* * *
Она маленькая и растерянная, как будто ей не сорок лет, а семь или даже меньше. Идет по остывающей от дьявольского жара земле и не чует этой земли под собой. Сладкая, нежная человеческая девочка. Он так сказал перед тем, как уснуть. И он любил ее — даже таким, выжженным дотла, способным лишь разрушать. Как умел, так и любил. И убил бы, любя.
Крыло ангела снова лежит на катиных плечах, укрывая от остаточных всплесков геенны, разогретой солнцем Баала до вязкой текучести лавы.
Здесь очень плохо. Плохо здесь. Все это место — сплошь глухое раздражение и вселенская усталость, переходящие в злость. Скорей бы выбраться.
Плохие места, плохие чувства, плохие миры. Но ведь это всё — она, Катя. Значит, она плохая? Значит, мама была права и любить ее не за что, разве что вопреки? И надо быть благодарной, даже когда тебя мечтают убить, медленно, мучительно и грязно, лишь бы из любви, лишь бы из желания: рука на шее, вторая зажимает рот, зубы впиваются в плечо, оставляя не следы — раны, а боль внизу живота ничуть не напоминает ощущение, которое хочется испытать еще раз. Но надо терпеть, потому что такова она, любовь, по крайней мере, теперь можно сказать, что она у тебя есть, что ради нее ты… А что ты, собственно? Вытерпела пять минут чужого пота на своей коже, чужого тела внутри и вокруг себя, а коли понадобится, вытерпишь и десять? И пока он торопливо спал, даже не обняв — вцепившись в тебя, только что не сомкнув челюсти на твоем прокушенном у горла плече — ты лежала тихо-тихо, считая про себя, напевая, разглядывая потолок и стараясь ни о чем не думать. Хотя единственной мыслью, на которую тебя хватило бы, впусти ты ее в свой мозг, была бы мысль о душе. О горячей ванне. О бане! Чтобы париться в семи водах, вымывая грязь из пор, из самой утробы, стирая память о том, что произошло.

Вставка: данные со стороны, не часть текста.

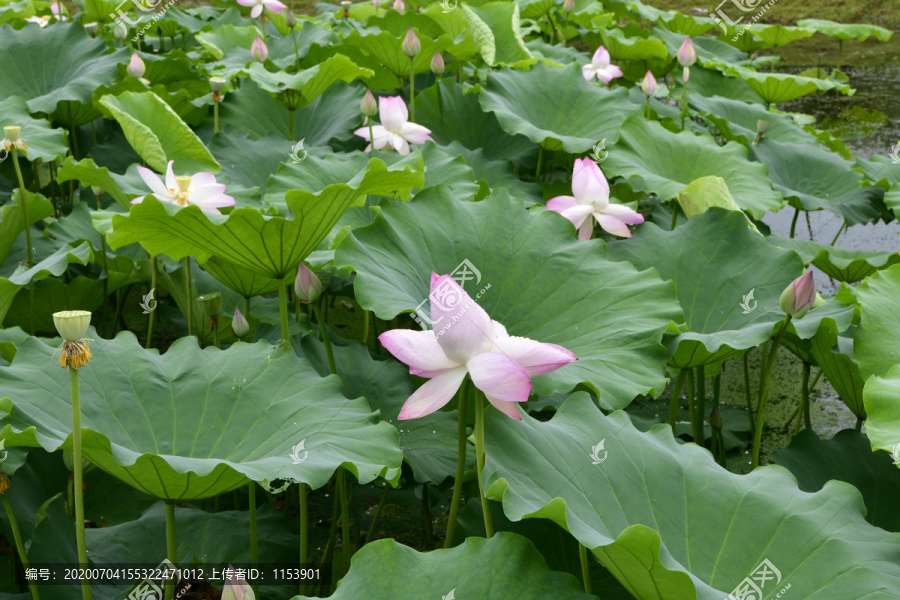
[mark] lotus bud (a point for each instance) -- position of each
(368, 106)
(210, 304)
(648, 85)
(239, 325)
(799, 296)
(437, 64)
(307, 285)
(411, 45)
(687, 55)
(716, 419)
(258, 50)
(136, 67)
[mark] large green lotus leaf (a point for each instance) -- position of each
(195, 423)
(453, 116)
(846, 31)
(158, 134)
(429, 444)
(495, 27)
(656, 160)
(665, 519)
(544, 285)
(271, 246)
(876, 345)
(55, 264)
(387, 570)
(845, 265)
(819, 179)
(44, 75)
(44, 142)
(781, 87)
(311, 82)
(556, 108)
(252, 110)
(715, 261)
(846, 457)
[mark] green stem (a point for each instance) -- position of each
(764, 393)
(479, 461)
(171, 546)
(78, 492)
(20, 547)
(282, 312)
(676, 397)
(461, 447)
(321, 323)
(152, 316)
(585, 570)
(190, 293)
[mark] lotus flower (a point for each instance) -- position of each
(200, 190)
(468, 341)
(600, 67)
(395, 127)
(272, 6)
(591, 197)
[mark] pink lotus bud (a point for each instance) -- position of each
(258, 50)
(648, 85)
(799, 296)
(411, 45)
(687, 55)
(136, 67)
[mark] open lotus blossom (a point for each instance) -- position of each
(395, 128)
(466, 340)
(591, 197)
(600, 67)
(200, 190)
(272, 6)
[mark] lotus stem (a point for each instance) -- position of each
(585, 569)
(20, 547)
(461, 447)
(479, 461)
(676, 396)
(171, 547)
(764, 393)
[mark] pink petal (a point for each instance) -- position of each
(500, 376)
(537, 357)
(461, 326)
(392, 111)
(612, 225)
(418, 349)
(588, 182)
(433, 394)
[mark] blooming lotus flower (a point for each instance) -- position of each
(591, 197)
(799, 296)
(395, 127)
(687, 55)
(466, 340)
(600, 67)
(272, 6)
(258, 50)
(200, 190)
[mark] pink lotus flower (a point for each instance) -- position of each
(600, 67)
(591, 197)
(395, 127)
(272, 6)
(466, 340)
(200, 190)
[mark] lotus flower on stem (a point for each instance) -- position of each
(591, 198)
(395, 128)
(199, 189)
(600, 67)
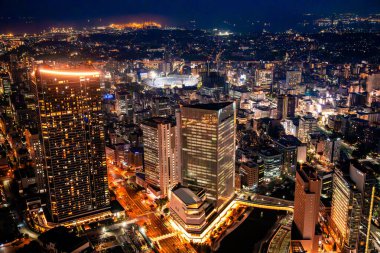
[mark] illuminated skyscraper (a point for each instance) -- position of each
(286, 106)
(71, 122)
(306, 207)
(160, 159)
(307, 125)
(208, 149)
(346, 209)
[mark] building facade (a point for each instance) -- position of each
(72, 132)
(208, 149)
(160, 149)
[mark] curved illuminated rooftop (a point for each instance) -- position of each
(69, 72)
(172, 81)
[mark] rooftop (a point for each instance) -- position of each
(211, 106)
(186, 195)
(155, 121)
(63, 239)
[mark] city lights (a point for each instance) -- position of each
(232, 131)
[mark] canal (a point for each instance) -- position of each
(248, 236)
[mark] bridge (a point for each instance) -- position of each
(264, 202)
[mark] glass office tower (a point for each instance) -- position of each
(72, 132)
(208, 149)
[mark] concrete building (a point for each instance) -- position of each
(189, 208)
(252, 174)
(293, 151)
(160, 164)
(346, 211)
(272, 160)
(306, 207)
(307, 125)
(72, 130)
(208, 149)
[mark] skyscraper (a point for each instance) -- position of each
(208, 149)
(286, 106)
(346, 209)
(307, 125)
(71, 124)
(306, 207)
(160, 159)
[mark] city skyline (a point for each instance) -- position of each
(189, 126)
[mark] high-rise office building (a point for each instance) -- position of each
(124, 105)
(161, 107)
(293, 151)
(252, 173)
(33, 143)
(208, 149)
(307, 125)
(365, 181)
(306, 207)
(346, 208)
(71, 126)
(286, 106)
(272, 160)
(160, 159)
(293, 78)
(264, 77)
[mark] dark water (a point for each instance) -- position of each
(251, 231)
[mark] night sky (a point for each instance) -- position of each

О любви Катерина не думала. Потому что тело сопротивлялось разуму. Оно не позволило связать воедино боль внутри себя и липкое чувство снаружи со словом «любовь». Оно не хотело приравнивать как-бы-наслаждение к как-бы-любви. Оно сопротивлялось, когда сознание стало покорным, как воск. Тело, на вид мягкое, податливое, приняло на себя удар, словно броня, и решило стоять до последнего. И отстояло разум от веры в то, что любовь такая и есть, она и есть то, что оставило круглую ранку на плече, кровь на бедрах и сильное желание поплакать в подушку.
Тело уснуло раньше, чем разум оклеветал любовь.
Если бы у Вельзевула имелось тело, мелькает в голове у Кати, он бы не дошел до ТАКОГО. Тело бы умерло от истощения раньше, чем душа бессонного дьявола провалилась глубже Тартара и устроила себе частный пляж из лавы на краю Могильной Ямы. Зато видимость каменно-раздутых мышц, перевитых жилами и обтянутых кожей, не защитила своего обладателя от пытки незакатным солнцем — нет, она лишь послушно подстраивалась под перерождающееся сознание, мечтавшее об одном: по крупице раздарить свою муку всем живым существам на свете, наделенным или обделенным разумом. Так родился Повелитель мух, чудовище, держащее в страхе миры.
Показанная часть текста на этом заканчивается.